Del carácter de Dios necesito creer que,

1. Dios en Su omnipotencia puede hacer todo cuando Él


quiera—algo puede ser una dificultad para nosotros, pero no
para Dios
2. Nada ocurre sin que Dios lo haya determinado activa o
pasivamente para que no terminemos quejándonos contra
Dios.
3. Dios es todo sabio y cada decisión que Él toma por mi y para
mi es la mejor.
4. Dios va delante y, por tanto, las cadenas y aflicciones que
esperaban a Pablo eran cadenas y aflicciones que Dios había
preparado de antemano para él. Dios ya estaba en Jerusalén,
por así decirlo, esperando que Pablo llegara.
5. Dios está por mi sin importar lo ocurrido.
Lo otro que abona mi fe es no valore tanto mi vida y no vivir
predominantemente para preservarla como si esta fuera la mejor vida
que yo pudiera vivir. Pablo dice, en ninguna manera estimo mi vida
como valiosa para mí mismo (Hechos 20:24).En otras palabras, el
único valor que mi vida puede tener, dice Pablo, es en referencia a la
causa de Cristo. Despegada de ella, mi vida carece de valor. El único
interés de Pablo era que Cristo fuera glorificado estando en vida o
muriendo decapitado, como se piensa que finalmente pasó. Por eso él
podía ir a Jerusalén sabiendo que ahí encontraría dolor. Para tener
esa determinación necesitamos no solo convicción de lo que creemos,
sino que además se requiere vivir por una causa que sea superior al
valor que le das a tu propia vida: la causa de Cristo (Hechos 20:24).
Pablo entendía que después que Cristo lo salvó, él tenía una sola
meta y un solo propósito: dar testimonio solemnemente del evangelio
de la gracia de Dios.

Eso nos lleva a la cuarta característica de un corazón


moldeado por Dios y es que el centro de gravedad de ese
corazón es Cristo, Su evangelio, Su cruz, Su gracia… Una vez la
cruz de Cristo deja de ser el centro de la vida del cristiano, él
comienza a alejarse del camino. La cruz me recuerda que yo estaba
condenado en mis delitos y pecados y que ahí, en el Calvario, yo fui
redimido por la sangre del Unigénito de Dios. Eso me hace querer
honrar a mi Dios cada día. También me recuerda que allí, Dios hecho
hombre se colgó en un madero y ocupó mi lugar.
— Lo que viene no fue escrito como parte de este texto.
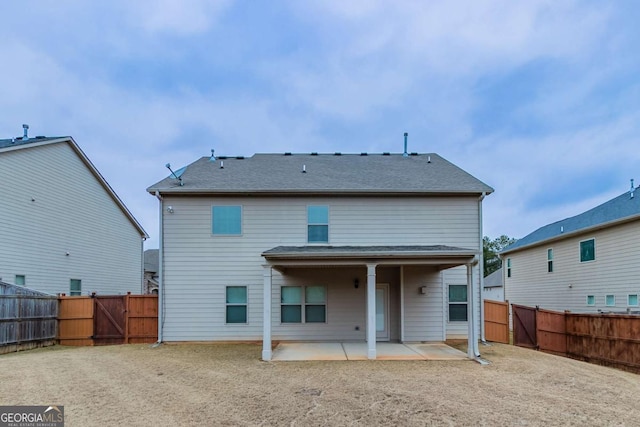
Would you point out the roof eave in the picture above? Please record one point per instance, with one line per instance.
(564, 236)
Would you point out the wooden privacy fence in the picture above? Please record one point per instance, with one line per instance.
(606, 339)
(27, 318)
(496, 321)
(108, 319)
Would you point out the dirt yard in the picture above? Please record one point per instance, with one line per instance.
(136, 385)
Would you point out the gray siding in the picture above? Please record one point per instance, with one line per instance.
(53, 205)
(615, 271)
(198, 266)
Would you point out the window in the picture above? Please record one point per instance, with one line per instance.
(313, 310)
(236, 304)
(457, 303)
(587, 250)
(226, 220)
(75, 287)
(610, 300)
(318, 224)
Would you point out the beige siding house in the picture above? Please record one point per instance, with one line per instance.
(320, 247)
(586, 264)
(63, 229)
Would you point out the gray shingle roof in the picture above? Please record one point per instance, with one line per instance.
(620, 208)
(325, 173)
(13, 142)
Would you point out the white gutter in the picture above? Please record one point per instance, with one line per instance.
(160, 270)
(481, 267)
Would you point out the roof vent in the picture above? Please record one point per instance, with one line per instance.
(405, 154)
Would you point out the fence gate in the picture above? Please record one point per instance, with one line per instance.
(109, 319)
(524, 326)
(496, 321)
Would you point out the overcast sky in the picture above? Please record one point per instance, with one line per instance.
(539, 99)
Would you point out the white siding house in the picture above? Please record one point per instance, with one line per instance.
(63, 229)
(586, 264)
(324, 247)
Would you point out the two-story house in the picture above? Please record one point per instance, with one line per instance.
(586, 263)
(320, 247)
(62, 227)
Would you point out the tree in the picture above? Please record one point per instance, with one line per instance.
(490, 249)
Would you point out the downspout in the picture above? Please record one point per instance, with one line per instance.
(481, 267)
(160, 270)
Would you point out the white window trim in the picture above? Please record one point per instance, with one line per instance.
(605, 300)
(234, 304)
(241, 221)
(303, 305)
(328, 227)
(580, 250)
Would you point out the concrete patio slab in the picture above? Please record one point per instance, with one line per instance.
(298, 351)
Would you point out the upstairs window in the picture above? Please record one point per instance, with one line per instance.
(457, 303)
(75, 287)
(588, 250)
(226, 220)
(318, 224)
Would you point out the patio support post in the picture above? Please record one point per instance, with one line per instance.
(371, 311)
(266, 311)
(471, 318)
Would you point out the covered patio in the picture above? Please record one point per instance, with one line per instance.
(440, 257)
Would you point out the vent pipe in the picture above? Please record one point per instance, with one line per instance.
(405, 154)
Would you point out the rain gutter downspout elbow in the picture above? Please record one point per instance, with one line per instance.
(160, 268)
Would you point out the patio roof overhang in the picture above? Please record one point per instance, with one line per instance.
(443, 257)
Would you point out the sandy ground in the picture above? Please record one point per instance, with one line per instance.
(136, 385)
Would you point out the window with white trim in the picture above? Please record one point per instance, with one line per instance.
(236, 299)
(303, 304)
(588, 250)
(318, 224)
(226, 220)
(75, 287)
(457, 303)
(610, 300)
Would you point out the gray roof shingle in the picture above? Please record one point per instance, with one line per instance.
(620, 208)
(324, 173)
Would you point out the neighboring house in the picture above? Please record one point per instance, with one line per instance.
(320, 247)
(492, 288)
(63, 228)
(586, 263)
(151, 271)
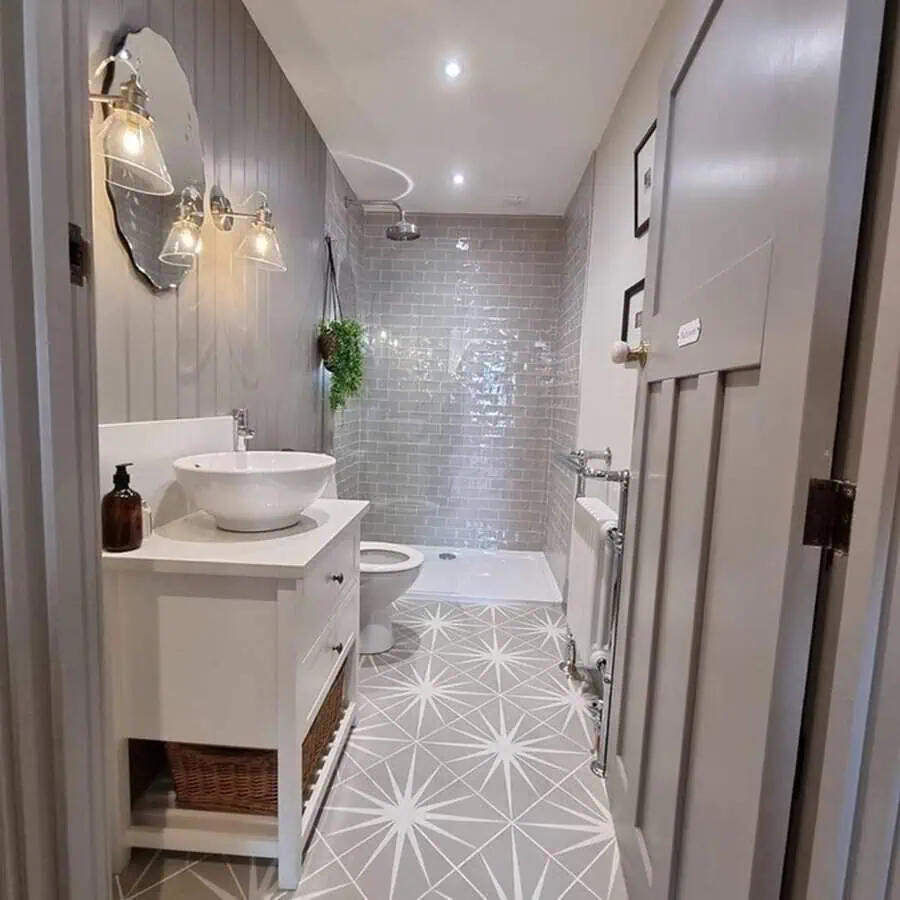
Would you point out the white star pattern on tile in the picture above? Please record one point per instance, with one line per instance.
(466, 778)
(546, 630)
(558, 701)
(441, 621)
(440, 689)
(404, 817)
(515, 748)
(491, 658)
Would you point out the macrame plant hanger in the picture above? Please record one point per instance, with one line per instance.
(331, 311)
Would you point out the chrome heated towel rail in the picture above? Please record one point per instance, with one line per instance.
(578, 462)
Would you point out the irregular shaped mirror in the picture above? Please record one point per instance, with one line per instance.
(153, 226)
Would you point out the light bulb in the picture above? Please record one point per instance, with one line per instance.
(131, 141)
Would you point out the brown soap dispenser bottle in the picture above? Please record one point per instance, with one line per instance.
(121, 514)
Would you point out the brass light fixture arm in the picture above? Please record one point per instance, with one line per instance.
(223, 213)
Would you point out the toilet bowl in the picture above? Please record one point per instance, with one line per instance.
(387, 572)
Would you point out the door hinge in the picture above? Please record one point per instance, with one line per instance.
(829, 514)
(79, 255)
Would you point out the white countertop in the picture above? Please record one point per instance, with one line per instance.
(194, 546)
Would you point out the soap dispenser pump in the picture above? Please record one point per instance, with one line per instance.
(122, 514)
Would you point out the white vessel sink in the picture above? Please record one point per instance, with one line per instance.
(256, 490)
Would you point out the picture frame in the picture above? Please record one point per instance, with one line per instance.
(632, 314)
(643, 181)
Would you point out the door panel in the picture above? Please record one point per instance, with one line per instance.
(640, 640)
(761, 158)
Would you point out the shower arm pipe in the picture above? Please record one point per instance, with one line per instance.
(352, 201)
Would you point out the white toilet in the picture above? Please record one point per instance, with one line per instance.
(387, 571)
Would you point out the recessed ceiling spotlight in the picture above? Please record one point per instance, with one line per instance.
(452, 69)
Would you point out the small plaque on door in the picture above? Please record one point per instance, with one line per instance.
(689, 333)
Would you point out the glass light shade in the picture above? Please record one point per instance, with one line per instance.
(183, 244)
(260, 245)
(133, 158)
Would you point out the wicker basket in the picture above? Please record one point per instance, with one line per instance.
(321, 734)
(225, 779)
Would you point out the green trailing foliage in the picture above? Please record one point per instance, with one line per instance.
(341, 341)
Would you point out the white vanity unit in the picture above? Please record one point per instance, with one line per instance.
(230, 640)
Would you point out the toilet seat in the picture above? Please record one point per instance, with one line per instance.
(392, 558)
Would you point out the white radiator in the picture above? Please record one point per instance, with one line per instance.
(591, 559)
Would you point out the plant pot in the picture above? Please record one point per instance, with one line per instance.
(327, 348)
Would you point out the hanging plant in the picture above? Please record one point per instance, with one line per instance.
(340, 341)
(341, 346)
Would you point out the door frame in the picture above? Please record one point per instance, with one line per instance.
(842, 201)
(851, 820)
(53, 833)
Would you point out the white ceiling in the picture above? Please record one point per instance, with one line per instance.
(540, 81)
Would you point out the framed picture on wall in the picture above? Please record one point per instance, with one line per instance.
(632, 314)
(643, 181)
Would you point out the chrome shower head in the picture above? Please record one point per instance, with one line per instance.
(404, 230)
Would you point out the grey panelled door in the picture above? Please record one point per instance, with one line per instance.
(761, 157)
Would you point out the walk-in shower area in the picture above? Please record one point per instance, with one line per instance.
(471, 383)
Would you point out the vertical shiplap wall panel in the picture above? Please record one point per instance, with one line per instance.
(188, 300)
(231, 335)
(205, 275)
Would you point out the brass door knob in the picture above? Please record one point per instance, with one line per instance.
(622, 354)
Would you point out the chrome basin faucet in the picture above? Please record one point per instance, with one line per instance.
(242, 431)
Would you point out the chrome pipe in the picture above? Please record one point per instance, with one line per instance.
(607, 663)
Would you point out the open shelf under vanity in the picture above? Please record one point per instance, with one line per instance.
(220, 646)
(158, 823)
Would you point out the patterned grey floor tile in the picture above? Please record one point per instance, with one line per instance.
(440, 623)
(402, 826)
(545, 628)
(497, 614)
(505, 755)
(148, 873)
(509, 868)
(425, 695)
(576, 830)
(496, 659)
(560, 702)
(375, 737)
(583, 782)
(407, 647)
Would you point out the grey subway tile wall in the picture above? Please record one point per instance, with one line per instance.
(566, 355)
(456, 417)
(342, 429)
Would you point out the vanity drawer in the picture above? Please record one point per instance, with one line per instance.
(332, 572)
(317, 670)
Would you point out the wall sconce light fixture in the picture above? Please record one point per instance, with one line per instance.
(184, 243)
(133, 158)
(260, 244)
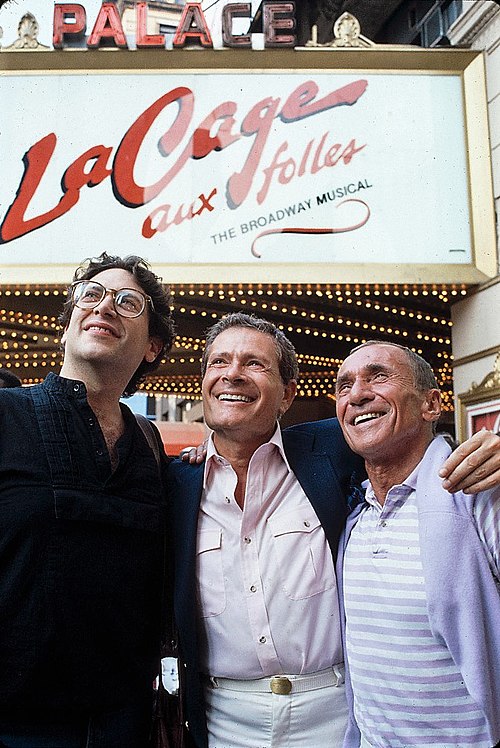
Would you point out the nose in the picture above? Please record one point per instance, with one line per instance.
(233, 372)
(360, 392)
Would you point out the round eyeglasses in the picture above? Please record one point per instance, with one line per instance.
(128, 302)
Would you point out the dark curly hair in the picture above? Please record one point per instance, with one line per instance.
(161, 324)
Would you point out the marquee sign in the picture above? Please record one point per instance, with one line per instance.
(287, 165)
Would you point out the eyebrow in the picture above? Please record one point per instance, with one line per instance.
(369, 369)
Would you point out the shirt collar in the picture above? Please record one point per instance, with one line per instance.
(405, 487)
(213, 457)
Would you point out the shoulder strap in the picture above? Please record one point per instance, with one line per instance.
(148, 430)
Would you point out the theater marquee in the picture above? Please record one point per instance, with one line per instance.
(296, 165)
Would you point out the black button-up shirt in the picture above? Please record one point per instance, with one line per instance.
(81, 556)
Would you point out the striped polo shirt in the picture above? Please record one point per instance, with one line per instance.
(407, 689)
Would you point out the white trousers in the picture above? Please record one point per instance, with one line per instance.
(246, 719)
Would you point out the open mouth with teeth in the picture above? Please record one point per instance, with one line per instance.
(365, 417)
(226, 397)
(101, 330)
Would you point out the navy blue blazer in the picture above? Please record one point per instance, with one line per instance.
(324, 466)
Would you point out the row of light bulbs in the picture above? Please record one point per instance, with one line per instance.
(254, 298)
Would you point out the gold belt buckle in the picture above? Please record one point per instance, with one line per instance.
(281, 685)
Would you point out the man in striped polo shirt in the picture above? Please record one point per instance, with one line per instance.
(421, 569)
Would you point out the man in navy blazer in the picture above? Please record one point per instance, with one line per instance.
(249, 381)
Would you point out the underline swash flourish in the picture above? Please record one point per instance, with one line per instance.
(339, 230)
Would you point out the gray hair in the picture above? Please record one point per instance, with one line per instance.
(423, 376)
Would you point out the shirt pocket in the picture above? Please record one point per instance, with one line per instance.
(302, 552)
(209, 573)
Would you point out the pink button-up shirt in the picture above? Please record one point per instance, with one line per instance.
(266, 585)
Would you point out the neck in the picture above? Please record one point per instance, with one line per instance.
(238, 454)
(103, 393)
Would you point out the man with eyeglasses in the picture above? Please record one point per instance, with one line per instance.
(82, 542)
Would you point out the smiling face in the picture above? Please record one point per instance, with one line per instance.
(100, 338)
(384, 416)
(243, 393)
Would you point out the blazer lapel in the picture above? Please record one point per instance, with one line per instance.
(315, 473)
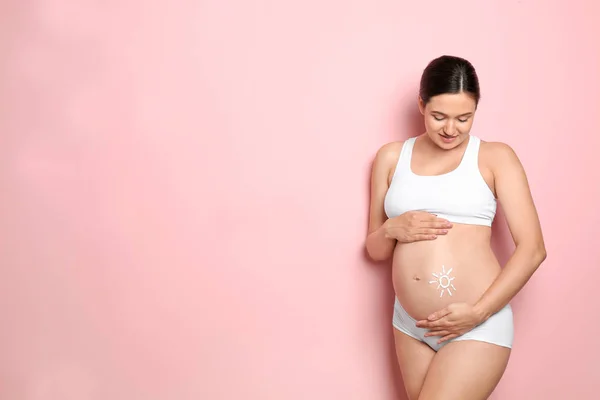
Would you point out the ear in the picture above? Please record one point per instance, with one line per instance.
(421, 105)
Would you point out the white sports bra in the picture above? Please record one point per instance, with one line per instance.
(460, 196)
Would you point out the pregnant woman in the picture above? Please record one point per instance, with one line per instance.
(433, 200)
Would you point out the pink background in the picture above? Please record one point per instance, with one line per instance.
(185, 191)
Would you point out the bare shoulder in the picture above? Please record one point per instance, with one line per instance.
(389, 153)
(498, 155)
(385, 161)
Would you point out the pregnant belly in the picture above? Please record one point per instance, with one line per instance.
(457, 267)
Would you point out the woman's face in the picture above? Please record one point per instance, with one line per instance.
(448, 118)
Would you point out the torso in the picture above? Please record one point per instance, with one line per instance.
(462, 191)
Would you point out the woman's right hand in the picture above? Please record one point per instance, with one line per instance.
(414, 226)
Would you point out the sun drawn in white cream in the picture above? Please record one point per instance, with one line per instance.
(444, 281)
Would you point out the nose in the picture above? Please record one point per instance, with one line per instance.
(450, 128)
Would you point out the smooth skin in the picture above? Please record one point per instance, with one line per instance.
(464, 369)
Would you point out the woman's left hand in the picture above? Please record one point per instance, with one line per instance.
(453, 321)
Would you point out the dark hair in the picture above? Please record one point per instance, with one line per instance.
(449, 74)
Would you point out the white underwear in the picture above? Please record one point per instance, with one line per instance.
(498, 329)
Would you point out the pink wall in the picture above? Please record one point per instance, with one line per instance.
(184, 191)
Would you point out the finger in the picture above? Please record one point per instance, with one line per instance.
(439, 314)
(432, 231)
(418, 237)
(437, 333)
(432, 325)
(448, 337)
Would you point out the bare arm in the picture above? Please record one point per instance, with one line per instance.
(384, 233)
(513, 193)
(379, 245)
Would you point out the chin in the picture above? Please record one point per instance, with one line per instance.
(450, 143)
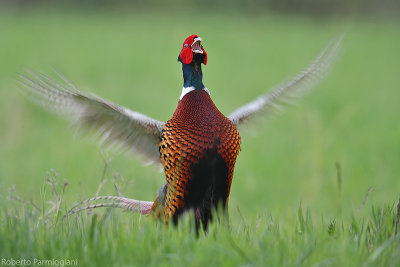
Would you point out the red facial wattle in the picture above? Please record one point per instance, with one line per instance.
(191, 46)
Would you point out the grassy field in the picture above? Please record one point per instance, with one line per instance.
(286, 204)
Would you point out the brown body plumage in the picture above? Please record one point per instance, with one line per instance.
(198, 148)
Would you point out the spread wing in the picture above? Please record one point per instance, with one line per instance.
(290, 90)
(113, 125)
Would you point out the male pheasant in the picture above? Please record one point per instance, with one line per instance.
(197, 147)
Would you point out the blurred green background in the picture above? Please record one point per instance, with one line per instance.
(127, 53)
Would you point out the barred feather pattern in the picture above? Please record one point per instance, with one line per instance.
(196, 128)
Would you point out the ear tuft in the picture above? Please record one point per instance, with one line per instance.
(205, 56)
(186, 55)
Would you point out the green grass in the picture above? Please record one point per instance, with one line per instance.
(130, 58)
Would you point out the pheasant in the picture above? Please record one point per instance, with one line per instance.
(197, 147)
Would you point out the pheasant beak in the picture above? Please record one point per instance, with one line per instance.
(196, 46)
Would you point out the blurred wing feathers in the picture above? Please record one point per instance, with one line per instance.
(292, 89)
(112, 124)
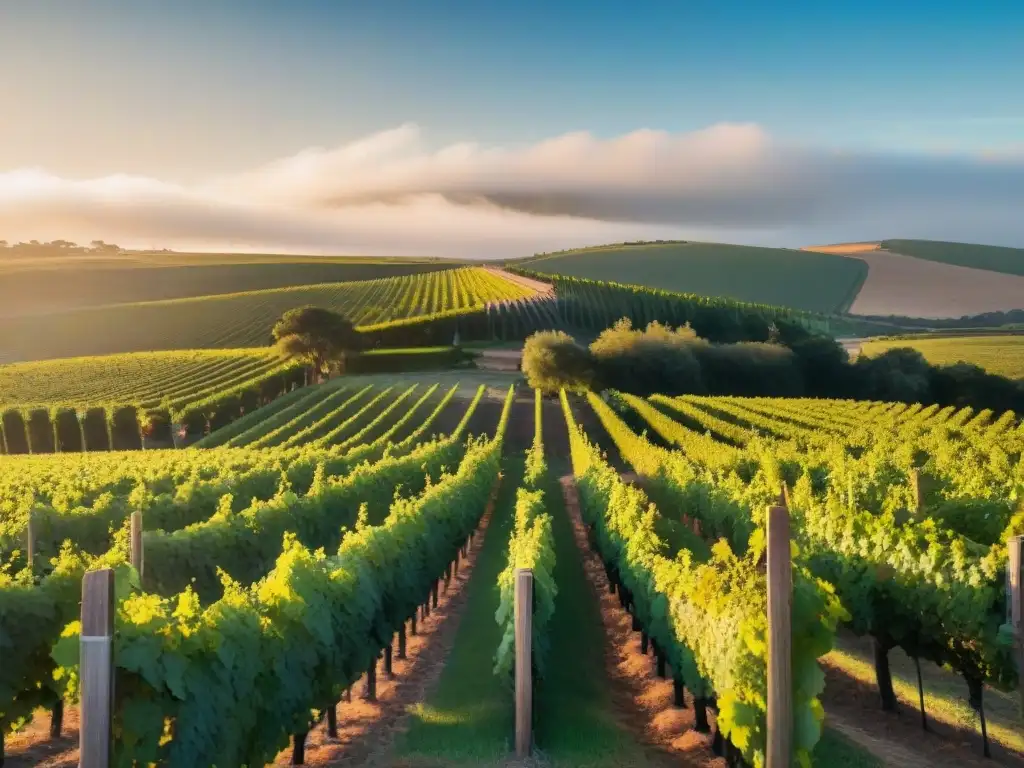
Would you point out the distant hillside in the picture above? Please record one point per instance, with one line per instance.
(993, 258)
(801, 280)
(245, 320)
(30, 286)
(997, 354)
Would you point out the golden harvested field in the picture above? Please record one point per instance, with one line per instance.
(997, 354)
(905, 286)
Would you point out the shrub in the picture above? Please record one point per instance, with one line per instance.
(40, 431)
(900, 374)
(552, 360)
(67, 430)
(393, 360)
(656, 359)
(14, 434)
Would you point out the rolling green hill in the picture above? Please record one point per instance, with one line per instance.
(244, 320)
(800, 280)
(997, 354)
(992, 258)
(31, 286)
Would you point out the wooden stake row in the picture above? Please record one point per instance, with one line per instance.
(96, 656)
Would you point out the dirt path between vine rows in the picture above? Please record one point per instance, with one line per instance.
(853, 709)
(365, 729)
(644, 700)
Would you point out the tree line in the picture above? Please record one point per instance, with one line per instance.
(793, 363)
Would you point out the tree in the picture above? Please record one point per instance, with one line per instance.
(316, 337)
(552, 360)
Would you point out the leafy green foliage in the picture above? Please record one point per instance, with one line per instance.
(710, 617)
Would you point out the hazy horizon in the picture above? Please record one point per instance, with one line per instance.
(493, 132)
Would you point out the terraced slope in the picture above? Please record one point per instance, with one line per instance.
(245, 318)
(992, 258)
(144, 379)
(800, 280)
(46, 285)
(997, 354)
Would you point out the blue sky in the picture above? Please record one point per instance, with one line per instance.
(236, 82)
(181, 91)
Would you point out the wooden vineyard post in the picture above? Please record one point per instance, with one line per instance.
(136, 543)
(370, 692)
(1015, 590)
(523, 660)
(779, 632)
(388, 674)
(30, 544)
(915, 489)
(96, 669)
Si Él hizo eso
cuando yo no quería saber de Él, hoy que soy Su hijo, ¿que no querrá
hacer por mi? La cruz me muestra la misericordia de Dios a favor mío
y nos recuerda que hay un precio que pagar para vivir la vida
cristiana a la manera de Dios.

Pablo comienza a despedirse con estas palabras en el versículo 25, “Y


ahora, he aquí, yo sé que ninguno de vosotros, entre quienes anduve
predicando el reino, volverá a ver mi rostro.” En medio de su
mensaje Pablo les deja ver el peso que tiene ser embajador de
Cristo: no es simplemente creer en Jesús y vivir una vida mas o
menos moral, sino que implica también un compromiso de compartir
el evangelio con el que no conoce a Cristo. Y de ahí las siguientes
palabras:“Por tanto, os doy testimonio en este día de que soy
inocentede la sangre de todos, pues no rehuí declarar a vosotros todo
el propósito de Dios.” (Hechos 20:26-27).